勝利の凱歌は山形からあがった。J1昇格プレーオフは準決勝、決勝と勝たなければJ1昇格の権利を得られない山形だったが、最後は虎の子の『1点』を守りきる形で1−0の勝利。3−2と接戦を制した準決勝に続いて1点差で勝ちきる勝負強さを見せた。一方、3年連続でJ1昇格プレーオフに進出した千葉は、この決勝では2012年と同様に引き分けでもJ1昇格の権利を得られたが、2012年と同様に0−1の敗戦。昨季は勝たなければならなかったJ1昇格プレーオフ準決勝で1−1の引き分けに終わり、3年連続で『1点』に泣く結果となって大事な一戦での勝負弱さをまたもや露呈してしまった。
関東の千葉サポーターだけでなく、すでに雪に悩まされている東北の山形サポーターも大勢来場し、J1昇格プレーオフ史上最多の35,504人の観客が集まったスタジアム。いつも以上に熱気あふれる応援を受け、独特の雰囲気の中での一戦は、互いに攻めの姿勢は見せながらもパスや動きが合わなかったり、失点阻止の強い意識での局面の守備があったりして、なかなかシュートまで持ちこめない。そんな状況下で最初に決定機を作ったのは千葉だった。25分、中村太亮のCKから166センチとこの試合の両チームのスタメンで最も身長が低い町田也真人がヘディングシュート。
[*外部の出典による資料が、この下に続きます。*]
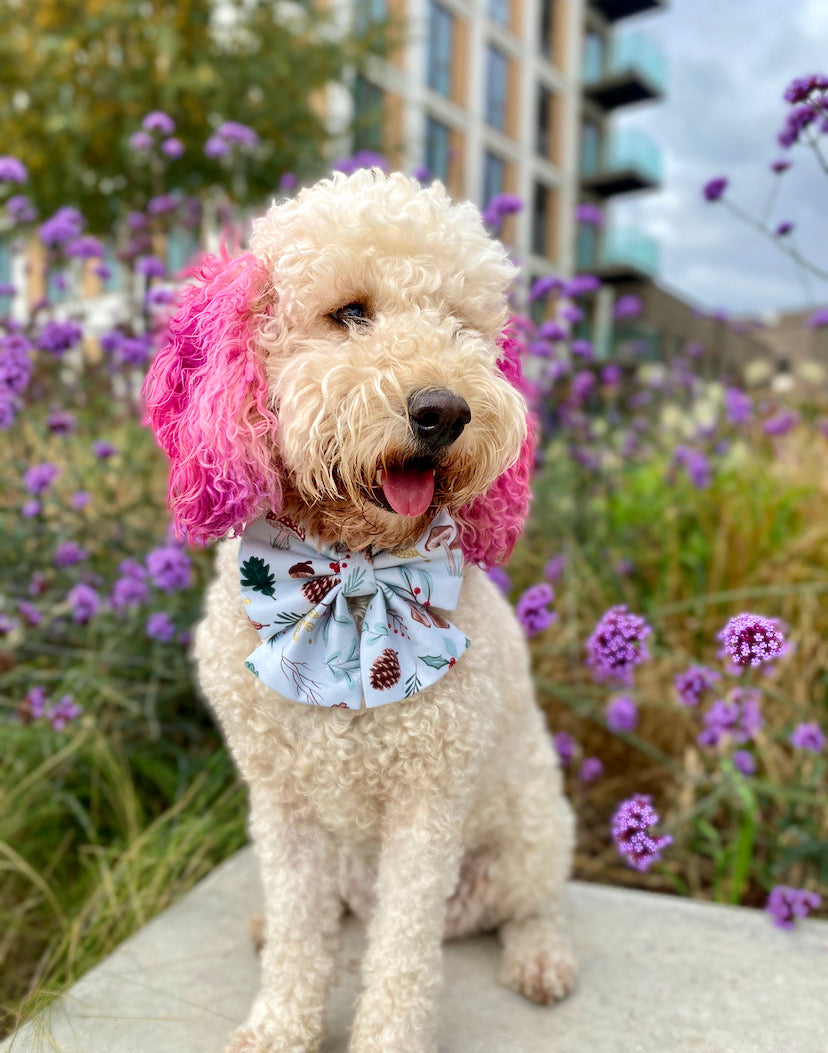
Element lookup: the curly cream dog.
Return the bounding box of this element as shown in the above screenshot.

だが、ゴールポストの横に外れてしまう。千葉が最初の決定機を逃したのに対して、山形は最初の決定機を得点に結びつけた。37分、宮阪政樹のシュート性のCKは千葉のGK高木駿にセーブされるが、こぼれ球から宮阪がクロスを上げると山崎雅人がヘディングシュート。ゴールポストに当たったもののボールはゴールマウスに転がり込み、山崎が奪った貴重な先制点が結果的に決勝ゴールとなった。
J2リーグでチーム最多の14得点のディエゴがベンチスタートで、立ち上がりこそ多少硬さは感じられたが、山形は終始いつもの自分たちのサッカーで戦った。例えば59分、右ウイングバックの山田拓巳を3バックの右ストッパーの當間建文が追い越して攻め上がり、強烈なシュートを放ったようにサイド攻撃も健在。疲労からの走力の低下で持ち味の前線からのプレスが少し弱まった終盤は、77分のケンペスの交代出場で2トップにした千葉の猛攻を受けて押し込まれたが、GK山岸範宏を中心に選手個々が体を張りながら組織守備の綻びを最後まで作らなかった。
千葉は先に失点したくないという思いからリスクマネジメントを優先した形で、前半は1トップの森本貴幸へ当てる形で前線へむやみにロングパスを入れてしまった。ボールを横に動かしながら縦に入れるチャンスをうかがう攻撃ができず、効果的なサイドチェンジも少なかった。パスを出せば決定機が作れそうな場面で無理な角度や体勢でもシュートを打ってしまうなど、どこか冷静さを欠いた判断のプレーが多かった。「モリ(森本)は相手の裏への抜け出しがストロングなので、僕が(中盤の低い位置に)落ちてきた状態でモリが相手の背後へ行った時に、モリの周辺に誰かがいてセカンドボールを拾えたらチャンスだった。チームとしてもう少しそこができていればよかったのかなという印象がある」と町田が言ったように、森本にボールが入った時のサポートはこの試合も遅く少なかった。
ギリギリの状況で競り勝つ強さを発揮してJ1昇格の権利を勝ち取った山形だが、J2でギリギリではJ1の戦いは厳しいことは石崎信弘監督も選手もよくわかっている。J1昇格プレーオフでJ1昇格した大分と徳島はいずれも最下位でJ2降格となった。来季は選手補強も含めて攻守ともにどれだけレベルアップできるかがJ1で勝ち抜くカギとなる。
終盤の谷澤達也、ケンペスの決定的なシュートは山岸の好セーブに阻まれた千葉。だが、もっと決定機を多く作れるように厳しい姿勢で練習から個々と組織でやれることを増やし、大一番でも逞しく戦えるようにならなければ、目指すJ1への自動昇格は達成できない。